When security teams catalogue the devices on their corporate network, Smart TVs are unlikely to be prominent on the list. They are AV equipment — the province of facilities management, not information security. They have an IP address. They are on the corporate LAN, or the guest network if someone thought to segment them. And they are running a full Android or Tizen operating system with access to an application store, connected to the internet, receiving software updates (or not) from the TV manufacturer’s infrastructure.
The research disclosed this week — showing free apps silently enrolling Smart TVs as residential proxy exit nodes — is a useful prompt for reconsidering what category Smart TVs belong in. They are not AV equipment in any meaningful security sense. They are network-connected general-purpose computers running proprietary operating systems, with app stores of variable curation quality, managed by a different team from the people responsible for network security.
The Proliferation Problem
Smart TVs have proliferated into enterprise environments in ways that desktop computers and laptops did not: they entered through procurement channels that bypass security review. A facilities manager buys Smart TVs for conference rooms. An executive requests a display for their office. A hotel room has a Smart TV that a travelling employee connects to their corporate WiFi credentials to use the Netflix app. Each of these is a network-connected device with an operating system, running applications, and participating in network traffic — none were subject to the security review that would apply to a new laptop model.
The number of Smart TV devices on most enterprise networks significantly exceeds what security teams would estimate. An organisation with 1,000 employees and 100 conference rooms has at least 100 Smart TVs. If those devices are on the corporate LAN rather than a dedicated IoT VLAN, they have the same network access as any other corporate endpoint — and none of the endpoint security controls.
What the Proxy SDK Does
The proxy SDK embedded in free Smart TV apps is doing something that security teams would immediately recognise as a security incident if it happened on a managed corporate laptop: it is routing third-party network traffic through the corporate network, using the corporate IP address as an exit node, without authorisation.
The traffic being routed is predominantly AI web scraping. Some proxy network subscribers use residential IPs to bypass rate limiting on news sites and e-commerce platforms. Others use them to access platforms that block datacentre IP ranges. The enterprise’s corporate IP address is not just a home connection being abused — it is a reputation-sensitive network identity that can be flagged as a proxy exit node, potentially affecting the organisation’s ability to access services that block known proxy IP ranges.

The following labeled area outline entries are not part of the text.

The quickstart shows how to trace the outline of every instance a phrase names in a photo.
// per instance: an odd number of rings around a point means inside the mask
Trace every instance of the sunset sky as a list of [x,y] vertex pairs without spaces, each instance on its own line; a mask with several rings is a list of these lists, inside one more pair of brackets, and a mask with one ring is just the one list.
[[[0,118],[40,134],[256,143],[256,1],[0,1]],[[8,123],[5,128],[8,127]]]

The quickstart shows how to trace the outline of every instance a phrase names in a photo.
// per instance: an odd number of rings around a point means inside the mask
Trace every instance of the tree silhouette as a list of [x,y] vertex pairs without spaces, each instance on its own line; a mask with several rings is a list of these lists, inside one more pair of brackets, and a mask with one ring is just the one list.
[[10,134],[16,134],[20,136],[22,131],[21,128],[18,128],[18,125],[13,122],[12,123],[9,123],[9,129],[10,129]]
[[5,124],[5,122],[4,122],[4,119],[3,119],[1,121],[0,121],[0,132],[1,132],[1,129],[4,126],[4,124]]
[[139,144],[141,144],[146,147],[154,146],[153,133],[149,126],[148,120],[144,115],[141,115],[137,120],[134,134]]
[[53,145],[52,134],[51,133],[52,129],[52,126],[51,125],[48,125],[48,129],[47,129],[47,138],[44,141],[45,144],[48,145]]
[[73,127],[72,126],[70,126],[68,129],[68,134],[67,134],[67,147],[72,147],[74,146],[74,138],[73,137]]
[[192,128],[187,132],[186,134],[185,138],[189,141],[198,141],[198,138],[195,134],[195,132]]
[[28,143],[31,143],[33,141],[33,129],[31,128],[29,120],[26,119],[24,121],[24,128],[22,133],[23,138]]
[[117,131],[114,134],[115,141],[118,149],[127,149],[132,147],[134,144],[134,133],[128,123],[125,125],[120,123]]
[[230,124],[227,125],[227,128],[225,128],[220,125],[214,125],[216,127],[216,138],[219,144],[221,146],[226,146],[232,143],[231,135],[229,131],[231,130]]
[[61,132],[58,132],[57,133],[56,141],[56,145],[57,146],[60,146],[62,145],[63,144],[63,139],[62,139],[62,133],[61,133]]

More concerning: the proxy SDK routes arbitrary HTTPS traffic. The enterprise cannot inspect what is transiting through the enrolled device without breaking TLS — the same constraint that limits inspection of any encrypted corporate traffic. The device is an unaudited tunnel for traffic of unknown origin and destination.
The Governance Gap
The gap here is not primarily technical. Network segmentation solves the corporate network exposure problem — Smart TVs on a dedicated IoT VLAN with internet access but no corporate LAN routing cannot become an insider pivot point even if they are enrolled in a proxy network. The gap is governance: the decision that Smart TVs belong in a managed, segmented network zone requires someone to make that decision, own it, and enforce it through the facilities and AV procurement process.
Most enterprises have not made that decision explicitly. The default is implicit: Smart TVs end up wherever they are installed, on whatever network jack is in the room, managed by whoever bought them.
The proxy story gives that governance decision a concrete threat model. A Smart TV on the corporate LAN, running free apps that include proxy SDKs, is participating in commercial proxy infrastructure from inside the corporate network perimeter. That is worth deciding about deliberately, rather than by default.